Over 40 of them gathered - they formed three-rings around the fire pit. The first ring, the closest to the fire - were the elder women, the second ring a combination of young men and women, and the final ring the oldest men known as the “elders.” The Haddah called out “go to the spirits.” The group joined hands; each ring began to move towards the fire pit - stopping in silence some six feet way. They raised their hands as one. Each raised his head, each closed her eyes and listen to the sounds of Nature - the true voice of Life-Spirit.
There were three young men who played the drums - the sound similar to the beating of a heart. There were two others, women who played simple hand flutes - the melody similar to the crying wind, the winds both at peace and during storms. The dancing began - first with the inner circle, each dancing around the fire waving their hands and stamping their feet. The inner-circle circled the fire-pit three times, then they moved to the rear of the three-circles.

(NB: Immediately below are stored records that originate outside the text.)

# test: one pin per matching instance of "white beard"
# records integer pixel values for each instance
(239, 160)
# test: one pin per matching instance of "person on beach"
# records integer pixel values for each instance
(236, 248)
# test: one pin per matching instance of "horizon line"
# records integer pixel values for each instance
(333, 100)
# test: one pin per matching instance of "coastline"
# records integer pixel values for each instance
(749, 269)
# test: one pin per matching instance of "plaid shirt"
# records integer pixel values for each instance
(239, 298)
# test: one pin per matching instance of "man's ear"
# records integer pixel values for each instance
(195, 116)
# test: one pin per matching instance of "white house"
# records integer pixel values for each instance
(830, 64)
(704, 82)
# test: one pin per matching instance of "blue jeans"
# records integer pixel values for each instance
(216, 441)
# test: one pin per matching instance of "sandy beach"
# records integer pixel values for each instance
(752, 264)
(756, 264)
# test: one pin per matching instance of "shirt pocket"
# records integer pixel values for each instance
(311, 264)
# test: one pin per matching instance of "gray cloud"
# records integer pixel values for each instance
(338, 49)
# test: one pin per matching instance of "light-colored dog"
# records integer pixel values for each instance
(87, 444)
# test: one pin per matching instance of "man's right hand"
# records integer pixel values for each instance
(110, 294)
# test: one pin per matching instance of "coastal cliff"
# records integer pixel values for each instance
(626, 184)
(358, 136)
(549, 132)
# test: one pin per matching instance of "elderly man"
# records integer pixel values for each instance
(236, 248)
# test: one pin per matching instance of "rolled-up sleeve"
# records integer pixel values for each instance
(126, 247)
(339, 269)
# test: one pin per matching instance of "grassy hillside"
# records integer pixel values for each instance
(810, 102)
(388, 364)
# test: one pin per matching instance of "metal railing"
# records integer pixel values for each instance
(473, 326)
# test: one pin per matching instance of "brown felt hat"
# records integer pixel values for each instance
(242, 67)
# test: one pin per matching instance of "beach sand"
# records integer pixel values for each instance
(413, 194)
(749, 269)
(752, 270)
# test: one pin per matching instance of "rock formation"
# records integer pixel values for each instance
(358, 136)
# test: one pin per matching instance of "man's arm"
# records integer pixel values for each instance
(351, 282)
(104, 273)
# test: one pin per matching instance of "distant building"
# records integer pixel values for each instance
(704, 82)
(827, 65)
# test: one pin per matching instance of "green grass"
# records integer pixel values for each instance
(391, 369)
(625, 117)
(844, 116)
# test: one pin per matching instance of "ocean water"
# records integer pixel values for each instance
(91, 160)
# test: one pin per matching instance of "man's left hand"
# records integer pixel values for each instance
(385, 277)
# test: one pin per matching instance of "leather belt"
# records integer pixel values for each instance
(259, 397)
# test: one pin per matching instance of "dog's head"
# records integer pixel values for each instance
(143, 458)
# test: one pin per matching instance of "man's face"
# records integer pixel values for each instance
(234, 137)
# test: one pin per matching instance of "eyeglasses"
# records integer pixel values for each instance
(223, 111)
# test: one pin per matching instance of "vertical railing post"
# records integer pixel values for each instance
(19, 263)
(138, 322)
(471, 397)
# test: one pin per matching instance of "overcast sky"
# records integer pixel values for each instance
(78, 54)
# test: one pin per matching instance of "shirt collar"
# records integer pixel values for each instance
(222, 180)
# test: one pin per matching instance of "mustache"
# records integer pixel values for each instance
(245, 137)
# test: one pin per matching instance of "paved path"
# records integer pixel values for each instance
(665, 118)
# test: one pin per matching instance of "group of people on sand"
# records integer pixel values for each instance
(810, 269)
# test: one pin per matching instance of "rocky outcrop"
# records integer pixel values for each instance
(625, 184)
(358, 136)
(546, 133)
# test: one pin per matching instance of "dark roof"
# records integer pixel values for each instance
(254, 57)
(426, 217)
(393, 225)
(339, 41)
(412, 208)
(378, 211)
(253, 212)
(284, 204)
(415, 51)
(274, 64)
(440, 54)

Next to dance were those in the second-circle. They danced with their hands down and while raising their legs turned round and round - they circled the fire-pit five times. Those playing the drums increased the rhythm, just as a heart begins to beat faster as it is challenged by movement, hope, and fear. Those playing the flutes increased the sounds of wind, from shuttle to heightened tones - intermittent were tones similar to the screech of an Eagle and the call of the Wolf. After their fifth circle, the second-circle then moved to the rear of the three-circles.
Then the drums stopped, the flutes were silenced - Haddah stepped forward and began his chant. Then the Elders began to dance, they put their hands over their heart and stepped sideways - while Haddah continued his call to the Life-spirit the elders circled the fire-pit seven times. After the seventh circle every one stopped and turned to Haddah - Haddah then gave them these treasured words of Life-Spirit, “love those who cross your path, remember each is my creation - what you do to them you do to me.”
It’s been some 776 years since Haddah lead the dance - many after him have chanted the same call of Life-Spirit - seems we still listen with only half our minds, and less with our hearts. Let’s all listen, let’s all dance - let’s all love.